Imagine a world where everyone agrees with one another and everyone has the same thoughts and perceptions on any topic … oh, how peaceful life would be. (Boring, too.)
Of course this is far from our reality. We all are unique, with different life experiences, different schooling, different cultures and nationalities, different tastes, likes and dislikes, different religions and of course different opinions on many subjects.
These differences can often be a major cause of interpersonal conflicts as well as global conflicts, so what is the solution? We will always be different from another—but does that mean we need to accept conflict as a part of life? Or simply stop having a dialogue to avoid conflict all together?
A few years after we had moved from Europe to the US, my husband and I were at a company dinner and we all started having conversations that began to get heated. A wife suddenly said to her husband: “What was our rule? No talking about religion and politics at the dinner table!” Everyone went silent, and we started talking about shallow topics again. “Great weather we’re having, don’t you think?”

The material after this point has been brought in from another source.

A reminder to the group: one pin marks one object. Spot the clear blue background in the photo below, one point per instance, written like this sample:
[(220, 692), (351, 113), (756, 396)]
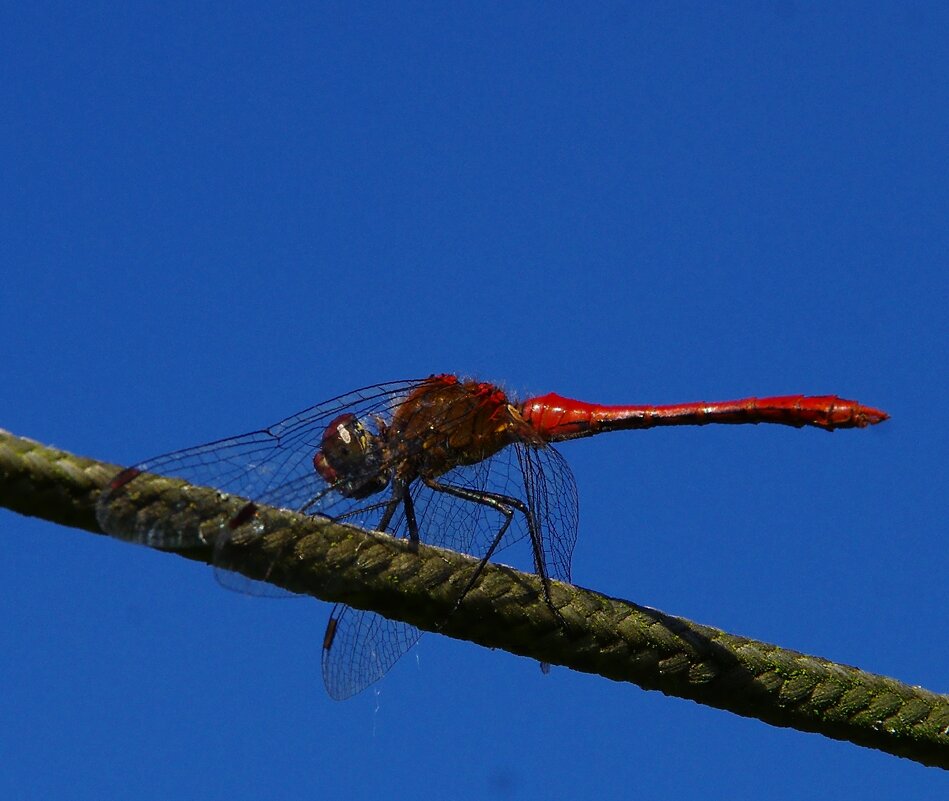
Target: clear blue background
[(213, 217)]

That night it became obvious to me that silence or avoidance of topics that matter is definitely not the solution to coming to a conclusion, resolving conflicts or finding the truth.
We must take counsel together in such wise that no occasion for ill-feeling or discord may arise. This can be attained when every member expresseth with absolute freedom his own opinion and setteth forth his argument. Should anyone oppose, he must on no account feel hurt for not until matters are fully discussed can the right way be revealed. The shining spark of truth cometh forth only after the clash of differing opinions. – Selections from the Writings of Abdu’l-Baha, p. 87.
This surely is not an easy task and requires patience and practice.
I have to admit that I don’t shy away from stating my opinions—and I have some strong feelings on certain topics. Interestingly, social media has become a virtual community where I can practice accepting differing opinions without feeling hurt. I can also learn to formulate my opinions in a way not to hurt others who think differently.
Nevertheless, some do get hurt and often their reaction is to simply “unfriend” the one who expresses a different opinion. Now I consciously do not unfriend anyone who has different views on matters than me, and we do get into lengthy discussions. In retrospect, I realize how much I have learned from exactly those people who opposed my view. Instead of feeling oppositional, as I did at the beginning, I now feel enriched and have even shifted my thoughts and perceptions on some issues.
Alvin Toffler said: “The illiterate of the 21st century will not be those who cannot read and write, but those who cannot learn, unlearn, and relearn.”
To learn, unlearn and relearn we need to keep an open mind, and use the Baha’i skills of consultation as tools to arrive to the truth. Baha’is are encouraged to consult in all things. Baha’u’llah said: “The maturity of the gift of understanding is made manifest through consultation.” – quoted by the Universal House of Justice in The Promise of World Peace, p. 4. Baha’u’llah also wrote:
No man can attain his true station except through his justice. No power can exist except through unity. No welfare and no well-being can be attained except through consultation. – from a tablet to an individual Baha’i.
But there is an even more important factor to consider before we can arrive at true consultation:
… consultation must have for its object the investigation of truth. He who expresses an opinion should not voice it as correct and right but set it forth as a contribution to the consensus of opinion, for the light of reality becomes apparent when two opinions coincide. A spark is produced when flint and steel come together. Man should weigh his opinions with the utmost serenity, calmness and composure. Before expressing his own views he should carefully consider the views already advanced by others. If he finds that a previously expressed opinion is more true and worthy, he should accept it immediately and not willfully hold to an opinion of his own. By this excellent method he endeavors to arrive at unity and truth. Opposition and division are deplorable. It is better then to have the opinion of a wise, sagacious man; otherwise, contradiction and altercation, in which varied and divergent views are presented, will make it necessary for a judicial body to render decision upon the question. Even a majority opinion or consensus may be incorrect. A thousand people may hold to one view and be mistaken, whereas one sagacious person may be right. Therefore, true consultation is spiritual conference in the attitude and atmosphere of love. Members must love each other in the spirit of fellowship in order that good results may be forthcoming. Love and fellowship are the foundation. – Abdu’l-Baha, The Promulgation of Universal Peace, pp. 72-73.